In terms of subscriptions, Appian reported a 19% year-over-year increase in cloud subscription revenue, amounting to $98.9 million in the fourth quarter. Total (EPA:TTEF) subscription revenue rose by 18% to $136.8 million, while professional services revenue increased slightly to $29.9 million. For the full year of 2024, cloud subscription revenue grew by 21% to $368.0 million, and total subscriptions revenue was up 19% to $490.6 million. Additionally, Appian’s adjusted EBITDA for the fourth quarter was $21.2 million, a significant improvement from the previous year’s $1.0 million.

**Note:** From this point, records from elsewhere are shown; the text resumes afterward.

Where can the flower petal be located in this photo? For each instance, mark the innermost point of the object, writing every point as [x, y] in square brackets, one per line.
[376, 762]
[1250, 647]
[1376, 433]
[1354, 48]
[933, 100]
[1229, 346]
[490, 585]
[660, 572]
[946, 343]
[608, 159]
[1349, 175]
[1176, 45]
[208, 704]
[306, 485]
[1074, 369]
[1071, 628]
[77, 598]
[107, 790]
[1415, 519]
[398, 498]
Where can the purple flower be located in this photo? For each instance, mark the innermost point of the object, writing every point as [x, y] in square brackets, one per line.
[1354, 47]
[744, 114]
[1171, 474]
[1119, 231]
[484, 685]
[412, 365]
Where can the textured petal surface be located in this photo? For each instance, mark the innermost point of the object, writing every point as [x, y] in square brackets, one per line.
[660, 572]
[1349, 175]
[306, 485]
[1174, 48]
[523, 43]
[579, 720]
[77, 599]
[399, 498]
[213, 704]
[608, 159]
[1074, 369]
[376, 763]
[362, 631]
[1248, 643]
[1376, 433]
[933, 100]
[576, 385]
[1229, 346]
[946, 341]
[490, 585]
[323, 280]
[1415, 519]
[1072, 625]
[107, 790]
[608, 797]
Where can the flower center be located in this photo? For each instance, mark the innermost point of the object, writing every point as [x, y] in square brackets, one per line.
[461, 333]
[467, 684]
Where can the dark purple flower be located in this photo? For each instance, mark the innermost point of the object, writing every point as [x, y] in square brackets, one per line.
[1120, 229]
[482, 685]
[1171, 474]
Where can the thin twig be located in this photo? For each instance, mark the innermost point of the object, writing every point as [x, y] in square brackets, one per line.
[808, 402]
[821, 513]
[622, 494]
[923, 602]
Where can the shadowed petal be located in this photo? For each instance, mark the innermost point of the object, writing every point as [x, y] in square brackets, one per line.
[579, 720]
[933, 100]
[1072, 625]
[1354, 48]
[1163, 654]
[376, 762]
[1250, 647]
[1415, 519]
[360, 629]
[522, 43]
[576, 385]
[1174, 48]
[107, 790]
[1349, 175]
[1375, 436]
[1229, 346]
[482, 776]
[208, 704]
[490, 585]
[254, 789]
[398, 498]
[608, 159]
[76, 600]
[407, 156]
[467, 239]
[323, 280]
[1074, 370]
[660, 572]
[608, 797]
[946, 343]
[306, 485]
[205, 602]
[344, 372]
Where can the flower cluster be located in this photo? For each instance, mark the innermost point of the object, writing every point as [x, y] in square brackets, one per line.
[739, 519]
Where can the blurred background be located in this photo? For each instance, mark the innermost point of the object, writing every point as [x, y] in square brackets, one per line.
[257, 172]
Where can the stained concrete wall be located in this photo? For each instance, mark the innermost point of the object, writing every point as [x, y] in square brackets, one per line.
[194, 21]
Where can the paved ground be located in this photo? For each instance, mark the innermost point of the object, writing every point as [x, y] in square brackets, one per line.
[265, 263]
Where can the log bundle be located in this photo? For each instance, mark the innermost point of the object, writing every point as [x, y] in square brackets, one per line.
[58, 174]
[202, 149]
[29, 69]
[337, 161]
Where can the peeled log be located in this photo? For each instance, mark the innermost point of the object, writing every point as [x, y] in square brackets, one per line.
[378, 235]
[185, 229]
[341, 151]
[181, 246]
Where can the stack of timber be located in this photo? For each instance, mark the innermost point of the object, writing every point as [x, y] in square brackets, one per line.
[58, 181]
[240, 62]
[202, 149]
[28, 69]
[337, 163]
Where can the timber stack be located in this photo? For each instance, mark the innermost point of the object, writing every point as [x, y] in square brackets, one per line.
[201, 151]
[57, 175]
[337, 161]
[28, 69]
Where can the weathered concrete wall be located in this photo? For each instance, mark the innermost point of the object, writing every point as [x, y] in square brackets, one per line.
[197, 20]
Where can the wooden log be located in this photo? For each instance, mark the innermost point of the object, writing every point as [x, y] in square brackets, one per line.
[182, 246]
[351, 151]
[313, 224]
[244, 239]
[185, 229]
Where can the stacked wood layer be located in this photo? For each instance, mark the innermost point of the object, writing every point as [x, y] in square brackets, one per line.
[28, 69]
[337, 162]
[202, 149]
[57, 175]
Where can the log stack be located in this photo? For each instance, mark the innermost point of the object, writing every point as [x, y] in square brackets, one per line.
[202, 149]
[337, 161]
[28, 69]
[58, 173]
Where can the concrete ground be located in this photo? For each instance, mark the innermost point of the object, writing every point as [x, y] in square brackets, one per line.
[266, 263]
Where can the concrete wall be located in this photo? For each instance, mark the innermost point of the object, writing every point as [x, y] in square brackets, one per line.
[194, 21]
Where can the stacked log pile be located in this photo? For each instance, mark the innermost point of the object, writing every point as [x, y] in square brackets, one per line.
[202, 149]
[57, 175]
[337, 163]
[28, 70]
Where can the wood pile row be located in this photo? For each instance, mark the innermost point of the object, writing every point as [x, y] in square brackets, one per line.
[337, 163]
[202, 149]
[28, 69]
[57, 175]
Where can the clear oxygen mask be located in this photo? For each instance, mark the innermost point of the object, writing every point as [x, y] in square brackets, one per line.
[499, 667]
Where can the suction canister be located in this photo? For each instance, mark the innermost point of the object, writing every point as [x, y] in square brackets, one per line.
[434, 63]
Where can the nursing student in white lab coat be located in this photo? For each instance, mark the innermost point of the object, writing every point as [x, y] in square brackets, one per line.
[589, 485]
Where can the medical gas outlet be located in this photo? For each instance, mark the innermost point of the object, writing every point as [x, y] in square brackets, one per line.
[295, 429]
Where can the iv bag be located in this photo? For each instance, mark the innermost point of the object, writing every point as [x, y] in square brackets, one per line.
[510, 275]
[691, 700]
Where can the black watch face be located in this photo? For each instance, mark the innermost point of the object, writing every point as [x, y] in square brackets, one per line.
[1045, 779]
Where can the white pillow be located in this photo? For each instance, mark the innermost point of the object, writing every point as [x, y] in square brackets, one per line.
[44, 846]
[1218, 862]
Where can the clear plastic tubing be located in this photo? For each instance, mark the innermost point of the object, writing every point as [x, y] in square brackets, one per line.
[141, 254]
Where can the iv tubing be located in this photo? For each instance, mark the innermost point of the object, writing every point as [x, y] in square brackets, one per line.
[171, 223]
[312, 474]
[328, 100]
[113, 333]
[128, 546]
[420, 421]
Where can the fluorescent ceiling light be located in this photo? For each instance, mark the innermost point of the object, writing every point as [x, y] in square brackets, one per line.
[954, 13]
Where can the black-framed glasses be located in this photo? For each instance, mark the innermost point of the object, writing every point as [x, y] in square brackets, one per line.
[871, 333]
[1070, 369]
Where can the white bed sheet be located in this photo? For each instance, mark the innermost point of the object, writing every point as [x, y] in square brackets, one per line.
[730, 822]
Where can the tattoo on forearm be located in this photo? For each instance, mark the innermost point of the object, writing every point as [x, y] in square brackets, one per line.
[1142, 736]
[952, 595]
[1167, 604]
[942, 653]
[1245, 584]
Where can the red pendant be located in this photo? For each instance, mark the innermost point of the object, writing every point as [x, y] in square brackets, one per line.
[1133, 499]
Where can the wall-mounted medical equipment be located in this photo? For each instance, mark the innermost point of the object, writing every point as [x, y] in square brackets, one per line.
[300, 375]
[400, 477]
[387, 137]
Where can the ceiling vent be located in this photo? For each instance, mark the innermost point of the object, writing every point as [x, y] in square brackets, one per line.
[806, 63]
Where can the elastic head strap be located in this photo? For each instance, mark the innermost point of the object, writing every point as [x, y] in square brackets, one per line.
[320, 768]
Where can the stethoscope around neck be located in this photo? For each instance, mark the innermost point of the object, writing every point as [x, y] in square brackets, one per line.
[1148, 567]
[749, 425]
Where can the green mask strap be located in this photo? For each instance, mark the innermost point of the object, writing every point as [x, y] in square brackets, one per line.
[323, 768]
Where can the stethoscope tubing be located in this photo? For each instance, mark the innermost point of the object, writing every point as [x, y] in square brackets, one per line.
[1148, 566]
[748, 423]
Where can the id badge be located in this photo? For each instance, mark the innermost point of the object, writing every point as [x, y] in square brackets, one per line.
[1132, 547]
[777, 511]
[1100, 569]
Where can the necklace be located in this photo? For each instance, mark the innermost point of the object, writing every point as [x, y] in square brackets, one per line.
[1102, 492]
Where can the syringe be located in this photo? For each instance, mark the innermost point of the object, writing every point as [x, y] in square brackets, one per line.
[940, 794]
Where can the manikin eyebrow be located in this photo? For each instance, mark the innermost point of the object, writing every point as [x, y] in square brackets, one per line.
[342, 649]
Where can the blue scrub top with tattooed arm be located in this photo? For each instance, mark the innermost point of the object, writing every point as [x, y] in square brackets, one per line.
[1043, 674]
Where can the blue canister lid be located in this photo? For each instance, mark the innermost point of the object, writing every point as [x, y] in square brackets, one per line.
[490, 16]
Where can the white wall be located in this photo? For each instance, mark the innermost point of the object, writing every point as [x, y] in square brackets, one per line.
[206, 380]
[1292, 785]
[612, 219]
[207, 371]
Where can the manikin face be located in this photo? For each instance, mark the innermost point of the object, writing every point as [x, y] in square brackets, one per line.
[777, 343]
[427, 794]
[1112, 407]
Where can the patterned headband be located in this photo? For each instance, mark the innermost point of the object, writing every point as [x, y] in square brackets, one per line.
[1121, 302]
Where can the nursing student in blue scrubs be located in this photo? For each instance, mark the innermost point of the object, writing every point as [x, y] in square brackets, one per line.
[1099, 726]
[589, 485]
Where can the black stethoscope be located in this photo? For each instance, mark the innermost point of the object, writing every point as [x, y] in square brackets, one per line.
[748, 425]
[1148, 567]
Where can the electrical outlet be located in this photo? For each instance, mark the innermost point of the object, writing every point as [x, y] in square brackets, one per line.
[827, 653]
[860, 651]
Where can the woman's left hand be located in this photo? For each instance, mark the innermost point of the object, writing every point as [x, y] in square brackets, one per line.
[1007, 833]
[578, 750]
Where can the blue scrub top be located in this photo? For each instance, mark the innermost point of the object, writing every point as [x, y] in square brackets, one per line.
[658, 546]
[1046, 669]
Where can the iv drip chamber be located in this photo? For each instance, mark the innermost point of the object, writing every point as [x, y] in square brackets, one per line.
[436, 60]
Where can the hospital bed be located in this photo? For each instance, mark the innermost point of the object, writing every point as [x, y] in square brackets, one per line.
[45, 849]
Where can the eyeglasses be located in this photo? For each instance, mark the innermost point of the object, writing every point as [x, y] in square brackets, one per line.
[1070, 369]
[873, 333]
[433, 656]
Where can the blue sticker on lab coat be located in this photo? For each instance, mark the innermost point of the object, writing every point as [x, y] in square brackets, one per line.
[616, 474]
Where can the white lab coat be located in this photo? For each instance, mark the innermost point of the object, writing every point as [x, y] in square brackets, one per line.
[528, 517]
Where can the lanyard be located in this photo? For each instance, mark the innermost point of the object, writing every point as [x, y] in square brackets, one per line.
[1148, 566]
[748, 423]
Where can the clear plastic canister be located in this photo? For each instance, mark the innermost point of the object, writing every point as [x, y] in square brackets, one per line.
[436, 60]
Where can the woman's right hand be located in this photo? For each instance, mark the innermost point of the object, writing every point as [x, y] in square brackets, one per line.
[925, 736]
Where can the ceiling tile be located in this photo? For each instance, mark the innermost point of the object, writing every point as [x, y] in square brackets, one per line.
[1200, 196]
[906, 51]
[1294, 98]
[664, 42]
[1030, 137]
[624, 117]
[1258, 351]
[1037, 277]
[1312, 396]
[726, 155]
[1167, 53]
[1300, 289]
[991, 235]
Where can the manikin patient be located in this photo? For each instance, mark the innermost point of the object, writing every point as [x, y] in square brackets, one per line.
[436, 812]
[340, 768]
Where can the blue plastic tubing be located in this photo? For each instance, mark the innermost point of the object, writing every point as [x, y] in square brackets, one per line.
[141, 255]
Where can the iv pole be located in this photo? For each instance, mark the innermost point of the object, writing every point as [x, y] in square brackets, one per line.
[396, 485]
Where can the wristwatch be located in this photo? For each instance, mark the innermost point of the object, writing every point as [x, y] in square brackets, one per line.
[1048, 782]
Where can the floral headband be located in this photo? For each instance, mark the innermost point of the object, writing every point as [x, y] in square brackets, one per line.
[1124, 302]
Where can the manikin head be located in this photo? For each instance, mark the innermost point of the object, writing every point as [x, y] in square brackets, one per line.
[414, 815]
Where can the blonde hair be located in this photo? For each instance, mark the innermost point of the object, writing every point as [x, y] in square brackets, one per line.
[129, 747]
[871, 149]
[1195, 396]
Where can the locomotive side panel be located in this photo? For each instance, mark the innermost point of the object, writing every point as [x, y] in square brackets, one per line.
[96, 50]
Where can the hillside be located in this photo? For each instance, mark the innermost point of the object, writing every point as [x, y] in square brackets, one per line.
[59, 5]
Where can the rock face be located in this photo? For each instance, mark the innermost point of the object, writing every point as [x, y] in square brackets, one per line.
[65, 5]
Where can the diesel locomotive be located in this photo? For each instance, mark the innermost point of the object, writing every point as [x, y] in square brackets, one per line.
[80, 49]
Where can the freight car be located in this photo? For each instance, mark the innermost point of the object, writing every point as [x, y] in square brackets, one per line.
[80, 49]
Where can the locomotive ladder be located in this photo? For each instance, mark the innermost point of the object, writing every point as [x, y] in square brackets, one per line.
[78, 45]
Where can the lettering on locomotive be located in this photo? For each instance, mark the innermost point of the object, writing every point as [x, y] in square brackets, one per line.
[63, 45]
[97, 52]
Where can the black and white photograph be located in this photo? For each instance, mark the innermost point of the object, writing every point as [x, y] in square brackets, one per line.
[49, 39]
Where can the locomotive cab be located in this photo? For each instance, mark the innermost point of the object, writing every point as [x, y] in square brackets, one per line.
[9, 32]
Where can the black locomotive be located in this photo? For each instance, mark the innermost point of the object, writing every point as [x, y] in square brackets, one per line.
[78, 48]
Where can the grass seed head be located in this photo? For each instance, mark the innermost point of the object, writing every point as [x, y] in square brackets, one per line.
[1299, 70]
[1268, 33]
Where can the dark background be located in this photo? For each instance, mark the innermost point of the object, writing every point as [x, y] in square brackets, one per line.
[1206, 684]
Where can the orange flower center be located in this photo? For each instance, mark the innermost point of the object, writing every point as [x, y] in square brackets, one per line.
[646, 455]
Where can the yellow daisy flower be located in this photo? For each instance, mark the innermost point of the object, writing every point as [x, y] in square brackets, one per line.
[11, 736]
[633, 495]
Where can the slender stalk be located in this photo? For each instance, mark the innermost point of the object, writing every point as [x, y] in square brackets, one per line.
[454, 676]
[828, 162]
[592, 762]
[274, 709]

Analysts have shown mixed reactions to Appian’s financial results. TD Cowen noted that while the first-quarter guidance was below expectations, the full-year guidance was in line and possibly better than anticipated. Meanwhile, KeyBanc initiated coverage of Appian with a Sector Weight rating, citing positive developments in pricing and packaging but expressing concerns about long-term growth and recent leadership changes. KeyBanc’s neutral stance suggests that Appian’s stock is expected to perform in line with industry peers over the next year.